Otter Voice Notes and Transcription

Otter creates voice notes that combine audio, transcription and speaker identification for free on a desktop/laptop computer when online and with mobile and tablet apps. 

Otter is a real time speech recognition service, that can recognise different speakers in recorded sessions, allow you to download the output in text and audio as well as SRT.  It is really quite accurate even when using a desktop microphone with clear English speakers in a small room.  We have found it useful for note taking and transcribing interviews but have not tested it in a lecture theatre.  The free online version of Otter offers 600 minutes of transcription per month with unlimited cloud storage and synchronisation across devices.  Visit the App Store or Google Play for more features and reviews.

 The Premium version provides more features, such as names of speakers when they register and are recognised by recording a little bit of speech and 6,000 minutes of transcription per month.  PC Mag provided a review in June 2018 and mentioned that with the free plan, users get 600 minutes of transcriptions per month.

ECS Accessibility Team, University of Southampton. 

Swype Keyboard and Dragon on mobile for messages and emails etc.

swype onscreen keyboard“I have been using the Swype Keyboard that comes with Dragon speech or voice recognition for long time on an HTC mobile running Android OS and despite the lack of a personalised voice profile, my accent, and even when used in very noisy locations like public transport or cafes, I have been very impressed by the accuracy.

Swype + Dragon is made by Nuance and uses their voice recognition server in order to convert speech-to-text.  There is a trial version on GooglePlay, but if you want to continue using, it would costs you 59p.

Dragon remote microphone is an app that allows you to use a mobile device as a remote microphone for the full version of Dragon installed on a PC or Mac, but only if the computer and the mobile device are connected on the same Wi-Fi network.

Alternatively the Goggle Keyboard (free) comes with its own speech-to-text, although in my experience it was less accurate when compared to Swype.

Speech-to-text on a portable device like an iOS iPhone/iPad or Android phone or tablet, is quite different than having Dragon NaturallySpeaking or DragonDictate installed on a PC or Mac. The speech or voice recognition process on a portable device requires an Internet connection, since the conversion/processing is made on a remote server, and not on the device itself. So literally, your recorded voice will be sent to the US, get processed in the Nuance server and then sent back to your screen.  There is no specific customisable voice profile on a portable device, that can be used in order to improve your accuracy, nor can specific words  be added to the Vocabulary. For example every time I say ‘Enrico’, Dragon on my mobile transcribes “eriko” and there is no way for me to make a correction.
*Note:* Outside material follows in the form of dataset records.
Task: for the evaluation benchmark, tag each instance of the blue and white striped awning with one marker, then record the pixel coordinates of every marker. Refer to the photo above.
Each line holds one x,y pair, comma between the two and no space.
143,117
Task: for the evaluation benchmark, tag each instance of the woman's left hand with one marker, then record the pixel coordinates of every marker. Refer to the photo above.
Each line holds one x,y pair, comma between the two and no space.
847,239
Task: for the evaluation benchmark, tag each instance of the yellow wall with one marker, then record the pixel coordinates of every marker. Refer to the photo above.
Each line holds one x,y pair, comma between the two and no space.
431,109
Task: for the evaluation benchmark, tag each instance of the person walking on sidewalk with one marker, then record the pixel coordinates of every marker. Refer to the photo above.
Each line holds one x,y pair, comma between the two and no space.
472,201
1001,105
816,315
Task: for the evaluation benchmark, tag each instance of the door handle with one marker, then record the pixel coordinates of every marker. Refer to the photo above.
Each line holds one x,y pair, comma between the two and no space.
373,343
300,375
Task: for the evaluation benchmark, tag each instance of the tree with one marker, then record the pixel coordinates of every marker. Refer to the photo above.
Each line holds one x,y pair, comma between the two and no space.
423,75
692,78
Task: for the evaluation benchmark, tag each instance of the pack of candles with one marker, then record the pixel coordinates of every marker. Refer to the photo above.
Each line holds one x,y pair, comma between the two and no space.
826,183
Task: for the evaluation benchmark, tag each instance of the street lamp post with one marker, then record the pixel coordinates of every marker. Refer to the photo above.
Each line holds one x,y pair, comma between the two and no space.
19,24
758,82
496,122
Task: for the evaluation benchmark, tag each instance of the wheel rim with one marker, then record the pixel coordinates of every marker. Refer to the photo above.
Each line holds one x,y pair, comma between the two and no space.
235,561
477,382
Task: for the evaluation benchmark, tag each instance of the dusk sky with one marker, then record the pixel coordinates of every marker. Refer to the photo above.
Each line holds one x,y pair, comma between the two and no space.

Also Dragon installed on a proper computer, can learn to recognise very heavy accents, the same is not true for the cloud-based services.
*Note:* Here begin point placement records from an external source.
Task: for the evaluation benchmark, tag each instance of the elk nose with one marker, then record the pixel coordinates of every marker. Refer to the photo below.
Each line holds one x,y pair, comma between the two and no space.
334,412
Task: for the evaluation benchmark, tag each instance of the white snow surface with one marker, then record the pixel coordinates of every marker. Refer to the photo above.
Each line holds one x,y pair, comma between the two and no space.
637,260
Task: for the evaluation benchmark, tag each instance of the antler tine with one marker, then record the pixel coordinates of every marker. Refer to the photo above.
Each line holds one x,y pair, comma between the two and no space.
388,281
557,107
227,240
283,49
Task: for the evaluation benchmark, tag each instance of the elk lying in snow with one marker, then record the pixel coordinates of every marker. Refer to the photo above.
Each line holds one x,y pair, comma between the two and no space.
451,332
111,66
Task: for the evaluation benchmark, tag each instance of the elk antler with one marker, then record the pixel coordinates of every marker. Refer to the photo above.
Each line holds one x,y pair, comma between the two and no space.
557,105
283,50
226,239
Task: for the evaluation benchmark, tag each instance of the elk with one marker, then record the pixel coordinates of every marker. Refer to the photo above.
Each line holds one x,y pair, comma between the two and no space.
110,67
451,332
Look out for Dragon Anywhere an app for Android and soon iOS.

Enrico Riva

Need to spell check a word? Say it to your phone!
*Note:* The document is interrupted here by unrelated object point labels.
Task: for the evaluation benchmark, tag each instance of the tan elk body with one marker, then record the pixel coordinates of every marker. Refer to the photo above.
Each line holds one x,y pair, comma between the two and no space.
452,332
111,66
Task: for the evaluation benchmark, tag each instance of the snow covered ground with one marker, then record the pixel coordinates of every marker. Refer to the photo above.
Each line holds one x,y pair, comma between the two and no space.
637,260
siri screengrabOne of the easiest ways of checking for the spelling of a single word when on the move and not requiring a whole document to be spell checked is to say the word into a smart phone or tablet. As long as you have one of the fairly recent versions of Android, iOS iPhone or iPad or Windows, they all have built in speech recognition.  I am showing an example of how it works on an iPhone with Siri and this iOS5 hot tip has been on the web since 2012. There is an Android tutorial on using Speech to Text and one for Windows Surface speech recognition

I said to Siri – “spell /filosofical/” (spelt as said) – It not only repeated the word back to me with text to speech, but also gave me the correct spelling and dictionary definition.  If I just said the word it gave me the text to speech version back and a collection of links such as the word in Wikipedia.

This comes thanks to Annie – dyslexic researcher, University of Southampton.